Hyderabad: In an effort to improve economic stability by addressing business losses due to payment risks, the insurance regulator, the Insurance Regulatory and Development Authority of India (IRDAI), has issued revised guidelines for insurance trade credit that will take effect on November 1. 2021.
Trade credit insurance is a product that protects businesses against the risk of non-payment for goods and services by buyers.
It typically covers a portfolio of buyers and compensates an agreed percentage of an invoice that remains unpaid due to default, insolvency or bankruptcy.
The new guidelines will allow general insurance companies to offer commercial credit insurance with personalized coverages for suppliers, SMEs, MSMEs as well as banks, factoring companies and other financial institutions to manage the risk of non-payment associated with the commercial finance portfolio.

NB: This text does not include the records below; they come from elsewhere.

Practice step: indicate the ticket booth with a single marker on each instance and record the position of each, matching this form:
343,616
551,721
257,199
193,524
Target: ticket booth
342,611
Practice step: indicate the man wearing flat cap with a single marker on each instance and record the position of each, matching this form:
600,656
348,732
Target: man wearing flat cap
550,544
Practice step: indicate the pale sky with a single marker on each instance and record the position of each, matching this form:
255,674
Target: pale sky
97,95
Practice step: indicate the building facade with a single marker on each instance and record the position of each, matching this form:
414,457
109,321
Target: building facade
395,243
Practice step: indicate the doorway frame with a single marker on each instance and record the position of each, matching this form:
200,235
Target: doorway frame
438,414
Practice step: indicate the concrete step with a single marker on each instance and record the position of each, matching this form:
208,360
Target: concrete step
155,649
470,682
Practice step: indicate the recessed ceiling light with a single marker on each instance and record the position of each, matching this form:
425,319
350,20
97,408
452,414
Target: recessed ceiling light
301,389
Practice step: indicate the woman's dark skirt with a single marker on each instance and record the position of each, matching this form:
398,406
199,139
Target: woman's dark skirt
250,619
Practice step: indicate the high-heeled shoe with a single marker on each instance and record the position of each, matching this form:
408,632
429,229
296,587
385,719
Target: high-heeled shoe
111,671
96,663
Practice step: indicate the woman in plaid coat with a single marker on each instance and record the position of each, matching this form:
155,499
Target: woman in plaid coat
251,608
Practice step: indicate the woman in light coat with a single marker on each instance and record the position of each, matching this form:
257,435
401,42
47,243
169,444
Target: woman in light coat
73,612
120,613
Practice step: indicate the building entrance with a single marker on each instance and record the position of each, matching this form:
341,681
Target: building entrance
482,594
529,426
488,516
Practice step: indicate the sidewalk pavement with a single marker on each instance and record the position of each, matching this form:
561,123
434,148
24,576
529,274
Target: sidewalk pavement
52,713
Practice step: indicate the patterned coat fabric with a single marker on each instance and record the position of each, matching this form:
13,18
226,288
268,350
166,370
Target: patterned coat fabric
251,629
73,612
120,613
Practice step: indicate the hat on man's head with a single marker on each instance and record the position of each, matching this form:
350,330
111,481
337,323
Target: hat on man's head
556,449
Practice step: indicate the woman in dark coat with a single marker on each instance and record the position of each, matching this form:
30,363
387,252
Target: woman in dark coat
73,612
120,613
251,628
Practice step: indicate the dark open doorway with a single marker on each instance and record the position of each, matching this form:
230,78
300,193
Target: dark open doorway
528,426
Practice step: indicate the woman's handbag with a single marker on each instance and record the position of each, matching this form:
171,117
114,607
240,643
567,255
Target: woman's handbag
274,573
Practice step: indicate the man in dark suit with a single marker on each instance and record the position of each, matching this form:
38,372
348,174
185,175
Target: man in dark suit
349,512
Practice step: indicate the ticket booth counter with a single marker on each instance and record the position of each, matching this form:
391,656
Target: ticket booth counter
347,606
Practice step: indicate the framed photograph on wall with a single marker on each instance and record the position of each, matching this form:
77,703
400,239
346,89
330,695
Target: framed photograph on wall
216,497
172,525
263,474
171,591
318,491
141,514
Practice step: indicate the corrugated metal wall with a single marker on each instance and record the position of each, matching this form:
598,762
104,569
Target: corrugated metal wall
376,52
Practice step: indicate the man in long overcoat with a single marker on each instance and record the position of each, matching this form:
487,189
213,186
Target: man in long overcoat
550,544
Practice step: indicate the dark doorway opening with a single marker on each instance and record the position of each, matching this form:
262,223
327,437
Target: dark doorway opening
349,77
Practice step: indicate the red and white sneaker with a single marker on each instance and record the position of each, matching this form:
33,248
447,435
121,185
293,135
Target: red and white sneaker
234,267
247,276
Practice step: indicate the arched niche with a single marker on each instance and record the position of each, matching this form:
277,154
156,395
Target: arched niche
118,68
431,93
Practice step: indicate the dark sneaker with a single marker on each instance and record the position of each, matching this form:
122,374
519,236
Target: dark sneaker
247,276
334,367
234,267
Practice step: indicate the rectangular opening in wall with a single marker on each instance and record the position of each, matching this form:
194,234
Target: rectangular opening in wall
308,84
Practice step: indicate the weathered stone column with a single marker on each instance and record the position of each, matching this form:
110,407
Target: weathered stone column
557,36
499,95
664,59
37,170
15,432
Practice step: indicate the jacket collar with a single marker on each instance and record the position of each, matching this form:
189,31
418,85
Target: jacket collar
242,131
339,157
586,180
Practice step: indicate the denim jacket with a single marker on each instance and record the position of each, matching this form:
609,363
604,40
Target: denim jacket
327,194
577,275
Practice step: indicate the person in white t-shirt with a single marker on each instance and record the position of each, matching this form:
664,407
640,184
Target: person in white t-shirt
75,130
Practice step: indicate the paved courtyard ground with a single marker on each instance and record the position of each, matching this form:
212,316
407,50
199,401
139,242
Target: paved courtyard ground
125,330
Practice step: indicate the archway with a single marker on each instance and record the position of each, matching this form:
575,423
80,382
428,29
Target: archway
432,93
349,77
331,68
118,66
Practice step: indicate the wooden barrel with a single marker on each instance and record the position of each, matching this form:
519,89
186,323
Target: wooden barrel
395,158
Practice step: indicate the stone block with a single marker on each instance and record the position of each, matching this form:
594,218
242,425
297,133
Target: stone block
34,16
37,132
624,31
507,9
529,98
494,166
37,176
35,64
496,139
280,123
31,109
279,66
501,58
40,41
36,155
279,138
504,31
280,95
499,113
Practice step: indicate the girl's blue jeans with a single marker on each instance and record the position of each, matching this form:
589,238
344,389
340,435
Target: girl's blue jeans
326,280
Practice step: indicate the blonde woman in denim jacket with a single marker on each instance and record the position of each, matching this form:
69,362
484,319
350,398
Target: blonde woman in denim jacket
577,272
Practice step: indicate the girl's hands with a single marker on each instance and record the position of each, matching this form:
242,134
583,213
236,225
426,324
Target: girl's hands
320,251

The scope of the trade credit insurance policy is the credit risk that has a direct link with an underlying business transaction, which is the delivery of goods or services. It will cover both commercial and political risks.
From a business risk perspective, these policies will cover the insolvency or protracted default of buyers of goods and services. These policies will also cover rejection by the buyer after delivery, subject to the terms of the contract.
It will also cover the political risk in case of buyers outside India and with regard to the agreed countries. It will cover situations such as the occurrence of war, hostilities, revolution, insurgency or other unrest in the buyer’s country.
The policy will define the âmaximum amount of liability,â which is the maximum loss that can be paid under a single policy along with well-defined credit limits for each of the buyers.